Cognitive Kitchen – Part 2


The Mental Health Cognitive Kitchen – Recipes for a better understanding of Mental Health conditions.

Part II: Recipe for Return to Work

Good, effective therapy is needed when someone is off work with a mental health problem, and some very basic and common sense ingredients are needed to help with RTW.  However, providers are not trained to focus on helping the patient return to work.
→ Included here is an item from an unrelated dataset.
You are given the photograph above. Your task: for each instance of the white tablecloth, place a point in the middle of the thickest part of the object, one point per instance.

They focus on personal areas of the patient that generally will not facilitate a quick recovery and return to work.

For example, an individual who was struggling with depression that affected their productivity starts therapy. Rather than focus on strategies that will reduce depression and restore function, the therapy sessions focus on childhood trauma that was disclosed in the intake (and the provider opines is the root “cause” of the depression).  While that may be something that could be helpful, to “unbundle” years of history to work through the trauma is best done when the individual is anchored; working rather than sitting at home worrying and ruminating about the past.

The first ingredient of this common sense recipe is the outcome or goal. Simply stated, the goal is to restore function for recovery and return to work. It is critical to establish the goal within the first or second visit.  In 2007, the American Psychiatric Association stated that being off work is a crisis; all resources possible should be brought in to aid in recovery and work is therapeutic.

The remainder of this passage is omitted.